範文繡的語氣真誠,笑容溫婉。
周母笑呵呵道:“你們娘倆就是太客氣了。”她一邊說著,又將那盆包子裝回籃子裡,在範文繡阻止不成的情況下,周母笑容溫和道:
“範同志,看來我沒這個口福了,我中午吃的可不少,但這包子聞著可真香,最好是趁熱吃才好吃。這樣吧,我帶著你去找老徐,她是我們大院裡出了名的愛吃包子,平時也最喜歡助人為樂,你想借的斧頭,她應該有。”
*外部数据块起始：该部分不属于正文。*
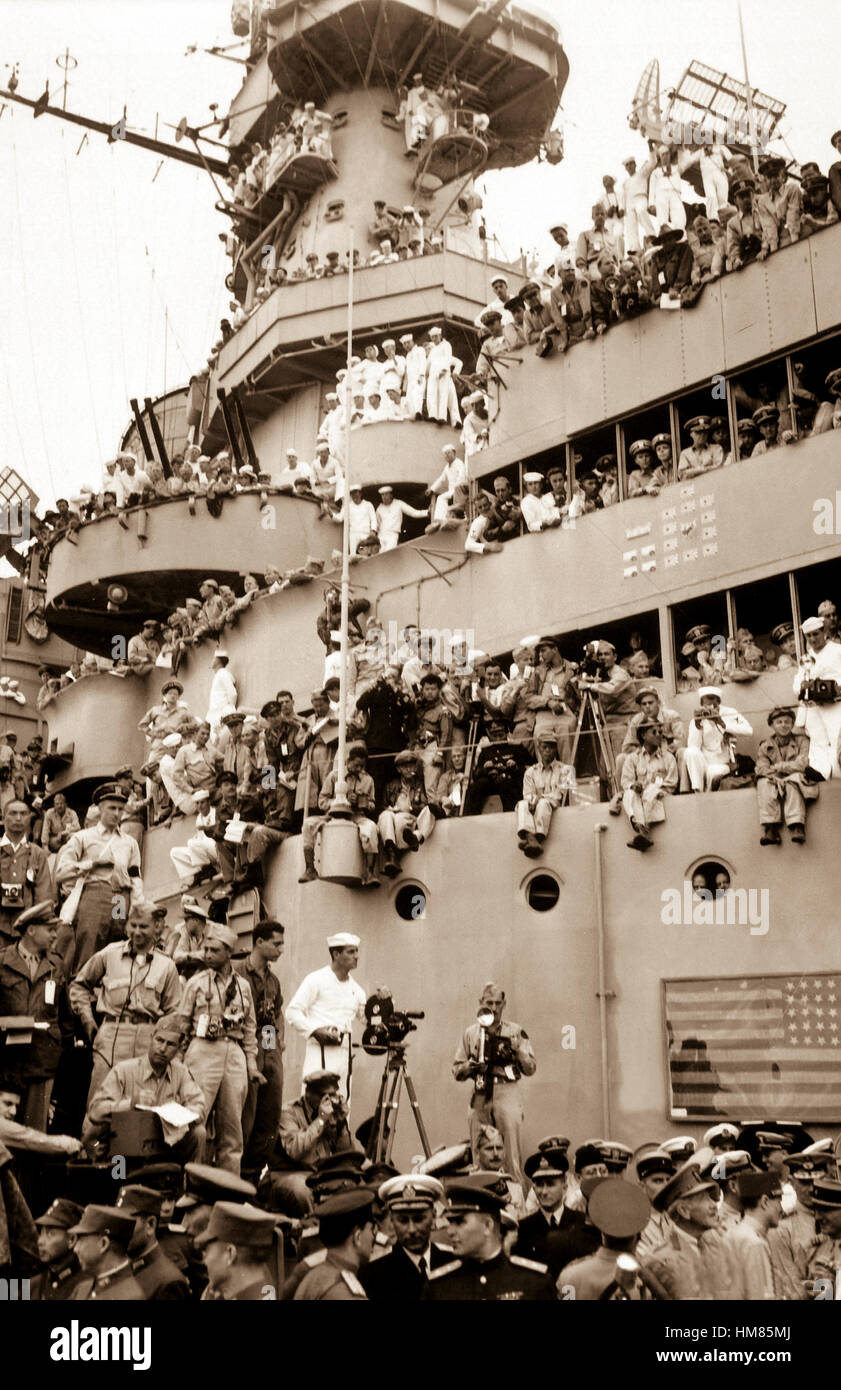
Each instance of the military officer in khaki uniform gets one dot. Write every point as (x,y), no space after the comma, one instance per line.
(825,1262)
(346,1230)
(701,455)
(544,787)
(217,1015)
(102,1248)
(134,986)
周母又手腳麻利地用棉布將包子蓋好,抓著範文繡的另一隻胳膊就要往外走,臉上清淺的笑容依舊沒變:“範同志,我們得趕緊過去,要是晚一步,說不定徐同志也吃飽飯了。”
還有些雲裡霧裡地的範文繡,就這樣被周母拉著出了門。
範文繡想過周母會拒絕,但沒想到會領著她去找別人。
“莊同學,你不追上去看看?”小西笑意不達眼底地提醒著莊婉魚。
莊婉魚笑著將耳邊的頭髮往後別了別,大大方方道:“不用去追,有周奶奶跟著,我媽一定能借到斧頭,我在這裡等她一會兒就行了。”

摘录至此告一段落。